Archaeologists Find Oldest Home in Human History, Dating to 2 Million Years Ago
https://www.haaretz.com/archaeology/.premium-archaeologists-find-oldest-home-in-human-history-2m-years-old-1.9745372
Archaeologists have found the oldest home in hominin history. Unsurprisingly, it is a cave: Wonderwerk Cave in the Kalahari Desert. Astonishingly, it has been occupied more or less continuously for two million years. Through most of that time, modern humans didn’t even exist.
The archaeologists have also demonstrated the earliest-ever use of fire, a million years ago, and of symbolic thinking half a million years ago in Wonderwerk Cave, report Ron Shaar, Ari Matmon, Liora Kolska Horwitz, Yael Ebert and Michael Chazan in Quaternary Science Reviews.
Among the signs of advanced cognitive ability, the archaeologists believe they have found indications that ocher may have been used there 500,000 to 300,000 years ago – hundreds of thousands of years earlier than thought.
Two million years ago, our ancestors were still small-brained but were definitely bipedal. We don’t know when our ancestors left the trees and began to stride the Earth upright, but we seem to have begun to trade arborealism for bipedalism during our australopithecine phase. That began about 4 million years ago. The point at which we discovered the virtues of shelter is even murkier.
Wonderwerk isn't one of the caves supporting the idea that our Middle Stone Age ancestors were obsessed with the sea, as shown at other sites clustered on South Africa's coast. It's inland, near the town Danielskuil in the chalky rocks of the Kuruman Hills and over 700 kilometers (435 miles) from the nearest beach.
Horwitz points out that the thinking in archaeological circles had been that in the Middle Stone Age, the interior was arid and hominins clung to the coasts. But Wonderwerk clearly shows human activity in the cave 240,000 years ago, showing that the interior wasn’t that dry.
In 2008, archaeologists Prof. Michael Chazan of the University of Toronto and Horwitz reported it as the earliest evidence of cave-dwelling hominins. At the time, they thought all this dated to some 2 million years; others thought that nonsense. Now the dating has been validated.
At the time, they deduced that the oldest stone tools had been made and deposited in the cave by the hominins, as opposed to being washed in by flooding. That opinion has not changed, Shaar tells Haaretz.
Who actually lived there? There were multiple hominids in southern Africa at the time. Chazan and the team in 2008 surmised that the most likely tool-maker was Homo habilis.
For about half the two million years the cave was in use, it seems its occupants were warming themselves and/or possibly even barbecuing.

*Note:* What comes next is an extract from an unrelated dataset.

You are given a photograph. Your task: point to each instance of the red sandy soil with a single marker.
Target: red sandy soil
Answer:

They may not have had control of fire in the sense that they knew how to ignite it but a million years ago, they were certainly using it. Burned bones, burned stones, burned soil and ash have been found 30 meters in from the cave mouth – which was probably at least 40 meters back when, Chazan explains to Haaretz. (The cave mouth would have eroded in all this time.) That's too deep inside the cave to have been caused by a wildfire, he explains.
The postulation is that they may have “harvested” fire, taking advantage of naturally caused bushfires, taking a burning twig back to the cave, and that sort of thing.